Johan van de Gronden (1963) is filosoof en directeur van het Wereld Natuur Fonds. Hij is gefascineerd door de parallellie tussen biologische en culturele diversiteit, schrijft over landschap en moraal, en zet zich in voor natuurbehoud en natuurherstel in de meest uiteenlopende windstreken van de wereld. Suriname, waar hij jaren woonde, is zijn grote liefde. Hij bepleit een grondige herziening van natuur- en landschapsbeleid in eigen land, dat naar zijn oordeel is verschraald tot een afgeleide economische nutsfunctie.
‘Vooralsnog heb ik mijn vorm gevonden in het essay: een verhalende, persoonlijke beschouwing die het moet hebben van zijpaden, strijklicht, het filter van de herinnering en een tastende dialoog met geestverwanten. Bewijzen hoef ik niets. Een sprankje verwondering delen is alles wat mij drijft.’

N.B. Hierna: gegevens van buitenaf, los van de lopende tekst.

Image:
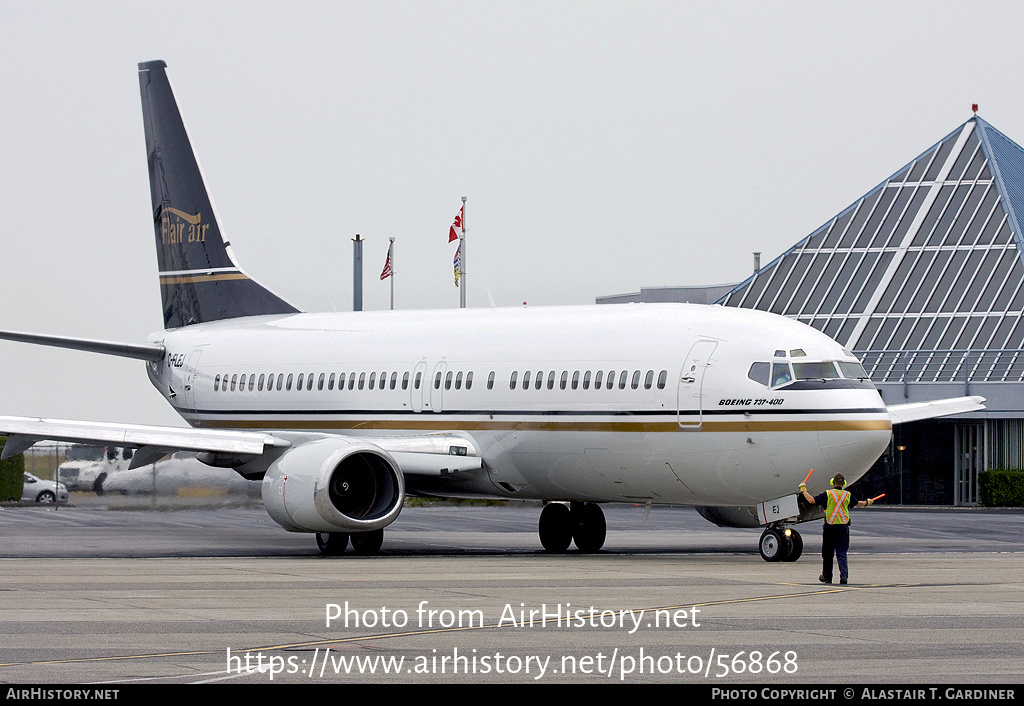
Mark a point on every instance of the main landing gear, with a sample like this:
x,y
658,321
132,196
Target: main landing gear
x,y
364,543
780,543
582,523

Ondanks alle tekenen van een ecologische crisis die volgens sommigen heuse trekken van een uitsterfgolf heeft aangenomen, is de toon van zijn essays vaak optimistisch. ‘Zolang wij ons nog door schoonheid en kennis laten beroeren is alles mogelijk,’ zo besluit hij zijn boek Wijsgeer in het wild, dat in mei 2015 verscheen bij Athenaeum – Polak & Van Gennep.